Pocketistic

I like to think that I am a decent reader - Pocket certainly seemed to think so. Around the end of last year, I got an email from them claiming that I had made it to the top 5% of their readers. Wow! An amazing feat especially considering that I had started using the service around October or November (or perhaps people just don’t read much on it…). I was pretty surprised reading the email, which led me to think about exactly how much I had read and that would have been that except Pocket does not provide ANY statistics at all.

Naturally, I was curious and decided to do some research as to if they had stats elsewhere. I did not find any such thing but I did get a look at their API documentation, which gave me hope. So, thinking that this would be a rather short project I decided to jump right into it. I set up a static page and wrote JavaScript to make a call to their API to retrieve data; after writing it I was pretty satisfied with myself and decided to give it a test run. I load the page and nothing. What? That couldn’t possibly be right.

No 'Access-Control-Allow-Origin' header is present on the requested resource. Origin 'http://test-cors.org' is therefore not allowed access.

Of course they didn’t enable CORS… last time the API was updated was in 2012. So what would have been a relatively simple static website suddenly needed a backend to proxy the calls. Alright, no big deal I’d use Node.js and Express to create a simple proxy. However, when I started working on it something in me would not let me do a half assed job - if I’m going to do it, I might as well try my best. I spent a while thinking about how my files might be structured and how I might be able to scale the codebase later on. Not only that, but as I worked on authentication in the backend, I realized that there was a much greater potential. I could make a full fledged web app and not only show basic stats but calculate them as well. I could show which domain one had the most articles from, average word count, monthly average, percentile among users, etc. In short, I could become the stats provider that Pocket was missing.

So I got to work. I decided to use postgresql as my RDBMS mostly because it’s simple to set up on Heroku and I didn’t want to bother to deploy it on AWS or pay for it for that matter. I stuck with Express and Node.js for backend and got to writing code. In writing the authentication calls, I realized that I needed a way to manage sessions. It would have been quite annoying to have to log in every time I refreshed or quit the browser, so I was thinking about using cookies. After much research, I was ready to implement the sessions when I came across the express-session middleware and connect-pg-simple. The former made it extremely easy to manage sessions and interact with it while the latter allowed me to actually store these sessions in a database, allowing for persistence.
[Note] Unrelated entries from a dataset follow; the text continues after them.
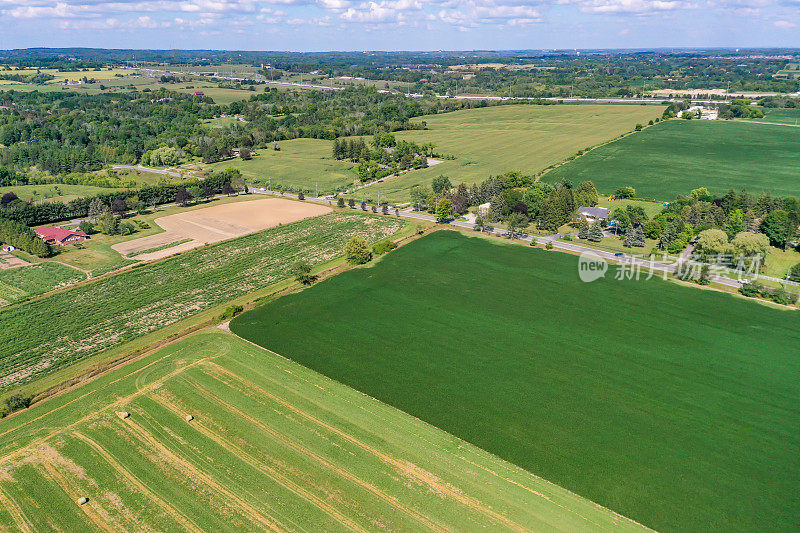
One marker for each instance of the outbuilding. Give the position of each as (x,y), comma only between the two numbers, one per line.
(60,236)
(593,214)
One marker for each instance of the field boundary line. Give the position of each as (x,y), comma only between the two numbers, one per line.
(250,300)
(264,468)
(248,509)
(16,513)
(400,465)
(392,500)
(184,520)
After authentication was seen to be working I started working on proxying the calls, which wasn’t too difficult. I just defined a GET endpoint which takes query parameters and then take all of it and send it off to Pocket to get the actual data.

After I set up the proxying endpoint, it was the moment of truth: what kind of data was I going to get from this (their documentation doesn’t specify)? Id, title, url, created, updated, read, etc… Nothing that I wasn’t expecting but it’s certanly still a lot of data that I’d be able to work with. I was especially excited that they had the word count field which reduced the work for me and since it was my initial reason for starting this whole project. I pored over the data a while before I realized that I couldn’t make an API call to get all this data each time. The list for mine was huge and I can imagine a user refreshing the page a few times on a slow connection or for whatever reason. It just would not be optimal to be proxying that much data constantly so I decided I wanted it to be in the database to access without rate limits and a dependency of outside sopurce. So I started thinking about how I might construct this when I realized that I’d need an ORM. Here we go again with a scope increase.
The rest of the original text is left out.